One IUD, marketed under the name Mirena and manufactured by Bayer Pharmaceuticals, has come under scrutiny for its dangerous side effects and has led to many lawsuits claiming the product is “defective and unreasonably dangerous.” Among the many claims of negligence, Bayer is accused of intentionally selling a dangerous product, deceptive advertising and concealing the risk of complications. Mirena is a plastic intrauterine device (IUD) from Bayer that was popular in the early aughts, even up to now.
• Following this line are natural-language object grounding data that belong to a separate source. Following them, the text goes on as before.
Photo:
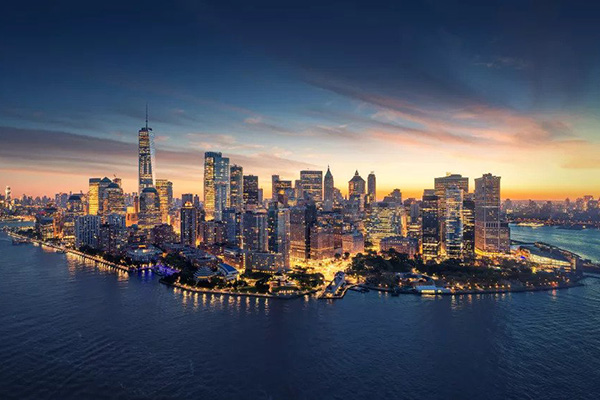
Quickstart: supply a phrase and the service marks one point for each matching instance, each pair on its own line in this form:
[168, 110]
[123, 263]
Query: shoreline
[289, 296]
[240, 294]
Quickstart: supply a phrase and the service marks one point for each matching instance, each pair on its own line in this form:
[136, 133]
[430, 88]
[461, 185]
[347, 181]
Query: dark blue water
[585, 242]
[70, 330]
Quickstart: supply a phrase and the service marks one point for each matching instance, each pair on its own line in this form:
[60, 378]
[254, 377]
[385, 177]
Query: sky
[409, 90]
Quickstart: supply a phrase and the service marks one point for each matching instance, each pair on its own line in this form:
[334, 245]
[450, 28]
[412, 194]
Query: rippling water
[585, 242]
[71, 330]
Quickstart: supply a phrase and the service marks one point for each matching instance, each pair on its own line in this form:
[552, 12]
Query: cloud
[258, 122]
[59, 153]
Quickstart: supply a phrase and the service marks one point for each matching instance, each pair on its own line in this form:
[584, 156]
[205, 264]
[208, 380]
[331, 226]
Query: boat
[531, 224]
[18, 241]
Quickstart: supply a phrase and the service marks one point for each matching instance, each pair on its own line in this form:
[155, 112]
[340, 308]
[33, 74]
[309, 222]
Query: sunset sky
[407, 91]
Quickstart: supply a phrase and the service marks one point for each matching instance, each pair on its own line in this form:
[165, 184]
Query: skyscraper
[216, 184]
[146, 162]
[278, 226]
[371, 188]
[251, 190]
[441, 185]
[281, 190]
[328, 187]
[384, 220]
[468, 226]
[189, 224]
[492, 236]
[453, 222]
[94, 196]
[356, 185]
[164, 188]
[254, 231]
[312, 185]
[236, 187]
[113, 201]
[149, 215]
[430, 227]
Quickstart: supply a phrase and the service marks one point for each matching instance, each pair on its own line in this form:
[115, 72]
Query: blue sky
[410, 90]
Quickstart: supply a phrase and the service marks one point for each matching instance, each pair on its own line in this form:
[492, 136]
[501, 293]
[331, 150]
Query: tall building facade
[149, 215]
[146, 161]
[328, 186]
[453, 222]
[94, 196]
[217, 183]
[189, 224]
[468, 227]
[278, 226]
[251, 195]
[430, 227]
[383, 220]
[164, 188]
[312, 185]
[236, 187]
[254, 231]
[492, 235]
[356, 185]
[113, 200]
[371, 188]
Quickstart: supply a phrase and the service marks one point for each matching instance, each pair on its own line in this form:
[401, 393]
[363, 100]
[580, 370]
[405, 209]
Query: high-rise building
[254, 231]
[278, 227]
[492, 235]
[328, 186]
[113, 201]
[454, 222]
[302, 219]
[216, 184]
[371, 188]
[237, 187]
[383, 220]
[232, 218]
[164, 188]
[149, 215]
[441, 184]
[468, 226]
[251, 196]
[87, 231]
[356, 185]
[74, 209]
[189, 224]
[281, 190]
[94, 196]
[312, 185]
[430, 227]
[146, 162]
[187, 198]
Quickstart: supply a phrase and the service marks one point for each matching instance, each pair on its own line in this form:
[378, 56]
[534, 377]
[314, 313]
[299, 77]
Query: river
[71, 330]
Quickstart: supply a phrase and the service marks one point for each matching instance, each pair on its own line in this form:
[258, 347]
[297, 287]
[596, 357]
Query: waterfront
[71, 330]
[585, 242]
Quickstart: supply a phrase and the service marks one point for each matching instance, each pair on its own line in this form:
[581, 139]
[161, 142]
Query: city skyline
[421, 87]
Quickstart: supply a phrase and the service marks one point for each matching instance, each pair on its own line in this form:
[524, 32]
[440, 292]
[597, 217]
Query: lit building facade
[236, 176]
[146, 161]
[492, 235]
[251, 195]
[453, 222]
[217, 183]
[430, 227]
[164, 188]
[311, 183]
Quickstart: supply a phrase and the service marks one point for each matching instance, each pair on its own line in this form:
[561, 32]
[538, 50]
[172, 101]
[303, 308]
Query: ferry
[531, 224]
[17, 241]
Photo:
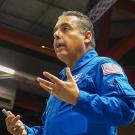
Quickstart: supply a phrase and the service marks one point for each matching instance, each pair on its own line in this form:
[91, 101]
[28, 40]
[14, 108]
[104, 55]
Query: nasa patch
[111, 68]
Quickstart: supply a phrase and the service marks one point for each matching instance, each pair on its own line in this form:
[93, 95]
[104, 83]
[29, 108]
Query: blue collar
[87, 57]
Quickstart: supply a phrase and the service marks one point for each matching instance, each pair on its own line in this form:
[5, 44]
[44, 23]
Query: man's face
[68, 41]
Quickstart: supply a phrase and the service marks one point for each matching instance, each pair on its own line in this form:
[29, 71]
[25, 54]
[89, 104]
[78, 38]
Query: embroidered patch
[77, 77]
[110, 68]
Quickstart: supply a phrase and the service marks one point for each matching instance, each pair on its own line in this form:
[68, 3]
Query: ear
[88, 37]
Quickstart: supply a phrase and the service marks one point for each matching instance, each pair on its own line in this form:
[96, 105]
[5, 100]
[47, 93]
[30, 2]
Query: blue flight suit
[106, 101]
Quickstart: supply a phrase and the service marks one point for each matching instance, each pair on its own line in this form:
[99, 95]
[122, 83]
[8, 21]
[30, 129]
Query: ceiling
[26, 26]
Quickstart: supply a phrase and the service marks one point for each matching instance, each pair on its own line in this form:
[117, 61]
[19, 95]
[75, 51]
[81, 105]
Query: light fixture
[7, 70]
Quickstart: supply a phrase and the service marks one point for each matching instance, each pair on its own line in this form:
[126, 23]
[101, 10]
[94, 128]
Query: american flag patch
[110, 68]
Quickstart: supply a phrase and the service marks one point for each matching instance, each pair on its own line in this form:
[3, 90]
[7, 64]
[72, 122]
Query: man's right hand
[14, 125]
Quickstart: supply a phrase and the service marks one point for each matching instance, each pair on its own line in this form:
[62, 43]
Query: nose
[57, 34]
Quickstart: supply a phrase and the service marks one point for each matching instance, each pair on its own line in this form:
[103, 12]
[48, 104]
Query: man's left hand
[65, 90]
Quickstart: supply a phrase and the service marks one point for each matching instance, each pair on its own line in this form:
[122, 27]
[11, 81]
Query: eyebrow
[63, 24]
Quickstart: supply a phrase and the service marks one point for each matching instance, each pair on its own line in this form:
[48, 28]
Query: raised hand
[14, 125]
It’s no surprise that Mirena was extremely profitable for Bayer, with over 15 million women worldwide opting for an IUD.  Five years ago, a government agency even stepped in and issued a warning. A North Carolina woman has filed a Mirena lawsuit, alleging that she was never warned that the IUD could migrate after implantation, which led her to incur expensive medical bills to remove the IUD after it perforated her uterus and embedded in her stomach lining. It’s a common allegation raised in over 100 Mirena IUD lawsuits pending against Bayer. The case is Amber Lefler v. Bayer Healthcare Pharmaceuticals Inc., Case No.: 7:13-cv-07275-CS, in the United States District Court District of New Jersey.

 

 

 


Merck & Co. to Pay $100 Million in Contraceptive Settlement

Merck & Company, Inc. (the second-biggest U.S. drug maker) will pay $100 million to settle product liability lawsuits against its NuvaRing contraceptive devices.

The lawsuits were from women who allegedly were harmed by using Merck and Company’s NuvaRing. Under the settlement, “Merck will be paying a fraction of what at least one company has paid in a similar settlement.” Last year, Bayer AG (a German drug maker) paid $1.6 million to settle lawsuits against its Yaz and Yazmin birth control pills, which allegedly were causing women to have clots, strokes, and heart attacks.


U.S. Justice Department Files Discrimination Lawsuit Against Rhode Island

The U.S. Justice Department is suing the State of Rhode Island and the State Department of Corrections “for allegedly discriminating against minority applicants for correctional officer jobs.”

The lawsuit alleges that Rhode Island’s practice of hiring correctional officers is discriminatory because they have their applicants undergo a written examination and a video examination, which in turn disproportionately screens out African-Americans and Hispanics.

The lawsuit seeks damages that include job offers, back pay, and retroactive seniority.